A GOOD investor gets it right 60 per cent of the time, says veteran fund manager Anthony Bolton. As for the rest of the rest of the time that he is wrong, the challenge is to 'just keep going'. 'When you make mistakes, learn but don't get too depressed. I sometimes see managers get into a declining spiral when they have bad performance, and they can't get back again. You have to be detached. You're going to have good times and bad, and you have to just keep going.'
'My best guess is we're in a bull market that will be multi-year. The first phase is a very strong phase, but because I think a lot of professional investors have missed out on the rise, it probably doesn't stop until a lot of them are sucked into the market. (CreateWealth8888: Stock markets are always driven up or down by the professional investors i.e. money managers)


'I think we're getting towards the end of the first phase. It could finish now or early next year. Then we get to a slightly different marketplace. There have been certain types of companies to own in the first phase. The types to own in the next will be slightly different.' (CreateWealth8888: Do your homework and open your eyes wide for the "types" to own)

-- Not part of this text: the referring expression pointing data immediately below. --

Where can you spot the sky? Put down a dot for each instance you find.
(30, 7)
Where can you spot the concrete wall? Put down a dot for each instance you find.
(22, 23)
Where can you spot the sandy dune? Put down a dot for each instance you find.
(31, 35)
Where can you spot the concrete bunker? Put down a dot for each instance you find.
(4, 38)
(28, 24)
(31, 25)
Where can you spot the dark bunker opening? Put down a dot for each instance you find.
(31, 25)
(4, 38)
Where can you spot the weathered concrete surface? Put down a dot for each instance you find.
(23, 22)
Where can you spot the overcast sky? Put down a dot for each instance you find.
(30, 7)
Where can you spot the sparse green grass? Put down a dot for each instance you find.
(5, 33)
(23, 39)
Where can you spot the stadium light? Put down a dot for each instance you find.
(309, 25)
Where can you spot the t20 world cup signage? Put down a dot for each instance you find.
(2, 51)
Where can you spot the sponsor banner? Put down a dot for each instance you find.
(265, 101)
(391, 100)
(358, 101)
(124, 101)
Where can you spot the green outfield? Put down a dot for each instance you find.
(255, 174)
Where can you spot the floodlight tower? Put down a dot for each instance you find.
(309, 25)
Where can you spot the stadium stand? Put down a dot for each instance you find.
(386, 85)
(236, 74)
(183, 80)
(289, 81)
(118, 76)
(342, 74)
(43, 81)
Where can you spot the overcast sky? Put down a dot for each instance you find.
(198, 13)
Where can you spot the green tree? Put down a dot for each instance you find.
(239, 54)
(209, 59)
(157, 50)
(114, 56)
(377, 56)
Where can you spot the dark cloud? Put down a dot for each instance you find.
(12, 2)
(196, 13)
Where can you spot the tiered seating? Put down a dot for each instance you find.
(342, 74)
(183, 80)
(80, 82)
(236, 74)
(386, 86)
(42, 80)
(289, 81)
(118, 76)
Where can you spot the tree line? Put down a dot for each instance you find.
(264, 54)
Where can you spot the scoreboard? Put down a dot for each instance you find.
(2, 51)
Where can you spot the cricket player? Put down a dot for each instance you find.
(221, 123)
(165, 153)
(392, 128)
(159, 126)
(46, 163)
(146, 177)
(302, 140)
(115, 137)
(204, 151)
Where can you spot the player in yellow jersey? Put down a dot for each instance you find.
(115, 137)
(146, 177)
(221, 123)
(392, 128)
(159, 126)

'I generally found the companies that I lost the most money in were those that had high gearing. It's not that I would recommend to people never to invest in companies with high gearing or weak balance sheets, but you want to do it with your eyes open. If something changes for the worse, you want to get out quickly because the downside can be a long way.

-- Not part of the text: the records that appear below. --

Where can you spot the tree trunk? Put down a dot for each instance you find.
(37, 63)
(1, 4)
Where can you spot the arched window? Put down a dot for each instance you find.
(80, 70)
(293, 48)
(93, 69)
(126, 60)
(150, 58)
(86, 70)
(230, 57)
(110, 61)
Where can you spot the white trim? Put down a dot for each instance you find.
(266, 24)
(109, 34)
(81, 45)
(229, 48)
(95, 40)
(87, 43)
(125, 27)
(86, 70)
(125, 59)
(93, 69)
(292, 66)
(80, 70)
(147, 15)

'Someone has asked me - but surely low growth is bad for markets. I disagree. What markets don't like is overheating and rates going up. I think if you have low but sustainable growth and low rates, and if you can find growth stocks in that, you'll do very well.'
 
He tells punters who invest directly in stocks to do their homework and monitor market sentiment. 'The best opportunity to buy is when everyone hates stocks. You need a contrarian ability. I've been in the industry so long. I think if you get it right 60 per cent of the time, you're doing great.'

Rather than set a stop loss, investors should have an 'investment thesis' or a rationale to hold a stock, he says. Once that thesis is no longer valid, the stock should be sold - even at a loss. Mr Bolton is mainly a fundamentalist, but uses technical analysis which helps in timing and size decisions. 'If I'm looking at a stock that has done well for seven years, I look at it differently from one that hasn't done well,' he says. 'A stock that has done well has most of the good news in the price. If things change, there are lots of profits that people can take so investors are likely to suffer on the downside.'

As he writes in his latest book, investors should forget the price they paid for a share as it can become a psychological barrier when the price falls. 'The investment thesis is the key - check it regularly. If this changes for the worse and the share is no longer a buy and probably therefore a sell, you should take action regardless of the price being below what you paid. Trying to make money back in a share when you have lost money to date, just to prove your initial thesis was correct, is very dangerous. As a general rule in investment, it's not good practice to try and make it back the way you lost it.' (CreateWealth8888: Do you Average Down? - most retail investors love to average down. http://createwealth8888.blogspot.com/search?q=average+down .

One should only do Average In, i.e you have pre-determined x% of your investing capital for that particular stock and buy them in batches when the stock price fall and not adding more capital just because it is getting cheaper)

Since when Stock Market is not risky? When I was younger, I have many times heard from many senior relatives and senior citizens telling me stock market is very risky. If I have listen to them, probably I will be having negative returns after inflation.